Abonnez-vous à Universalis pour 1 euro

LUKÁCS GYÖRGY (1885-1971)

L'adhésion au stalinisme et ses conséquences

Une tentative de conciliation

Lorsque le conflit avec l'Internationale communiste éclate, Lukács adopte une position qui correspond à une sorte de gentleman's agreement : il renonce à exprimer sa pensée, le Parti renonçant de son côté à lui demander ce qu'il pense. C'est après l'arrivée de Hitler au pouvoir que Lukács reprendra le cours de ses publications, commençant une œuvre qui l'amènera périodiquement à des autocritiques extrêmement controversées.
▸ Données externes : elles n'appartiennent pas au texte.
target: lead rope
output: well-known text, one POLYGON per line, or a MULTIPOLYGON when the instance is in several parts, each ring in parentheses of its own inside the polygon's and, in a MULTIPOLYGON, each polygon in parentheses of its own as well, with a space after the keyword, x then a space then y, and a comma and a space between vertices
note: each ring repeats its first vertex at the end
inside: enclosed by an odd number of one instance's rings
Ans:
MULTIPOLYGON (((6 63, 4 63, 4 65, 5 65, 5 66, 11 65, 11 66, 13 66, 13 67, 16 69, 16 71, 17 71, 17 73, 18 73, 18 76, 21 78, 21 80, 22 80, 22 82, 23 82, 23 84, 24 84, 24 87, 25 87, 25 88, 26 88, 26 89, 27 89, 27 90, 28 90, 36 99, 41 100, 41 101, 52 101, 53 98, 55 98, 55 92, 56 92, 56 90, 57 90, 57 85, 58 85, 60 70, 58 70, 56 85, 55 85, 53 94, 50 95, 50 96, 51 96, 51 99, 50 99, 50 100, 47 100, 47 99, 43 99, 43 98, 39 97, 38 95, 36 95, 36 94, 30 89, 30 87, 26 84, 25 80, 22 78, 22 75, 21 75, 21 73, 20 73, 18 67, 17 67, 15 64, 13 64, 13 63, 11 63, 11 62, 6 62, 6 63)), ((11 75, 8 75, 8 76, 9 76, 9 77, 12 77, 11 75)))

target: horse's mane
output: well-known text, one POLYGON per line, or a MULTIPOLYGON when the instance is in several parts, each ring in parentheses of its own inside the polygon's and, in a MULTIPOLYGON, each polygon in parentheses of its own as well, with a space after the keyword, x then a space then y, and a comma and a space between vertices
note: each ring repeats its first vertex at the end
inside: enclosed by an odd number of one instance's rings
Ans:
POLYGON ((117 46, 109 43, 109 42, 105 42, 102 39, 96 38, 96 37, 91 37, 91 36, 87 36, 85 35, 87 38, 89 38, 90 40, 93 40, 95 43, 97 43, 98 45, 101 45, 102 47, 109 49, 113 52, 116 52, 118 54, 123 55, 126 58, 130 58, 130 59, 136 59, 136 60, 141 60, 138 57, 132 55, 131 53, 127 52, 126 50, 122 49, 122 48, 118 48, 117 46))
De cette œuvre considérable par son étendue, et qui contient à la fois des analyses de très grande valeur et d'autres très contestables, il faut se contenter de mentionner celle qui paraît la plus importante. Au moment où Lukács recommence à écrire, la pensée communiste est marquée par l'élimination du trotskisme et l'essor de la dictature et de la théorie staliniennes. Or, dans sa critique et son analyse du stalinisme, Trotski avait caractérisé celui-ci comme bonapartisme, ce concept désignant pour lui non seulement Bonaparte mais une réalité universelle, celle des dictatures postrévolutionnaires. Les staliniens avaient toujours nié le caractère bonapartiste du régime soviétique et refusaient intégralement l'analyse trotskiste, dont la seule mention constituait, dans les partis communistes, un crime de haute trahison. Lorsque, devant la menace hitlérienne, Lukács adhère au stalinisme, il développe une synthèse originale de ces deux positions. En fait, il admet l'analyse trotskiste du stalinisme comme bonapartisme, mais, contrairement à Trotski, met l'accent sur le fait que, vus dans une perspective globale, Napoléon et la France napoléonienne font partie de la Révolution française et s'expliquent dans une large mesure par la pression militaire du monde réactionnaire extérieur et par la nécessité de défendre, face à lui, les conquêtes essentielles de la Révolution.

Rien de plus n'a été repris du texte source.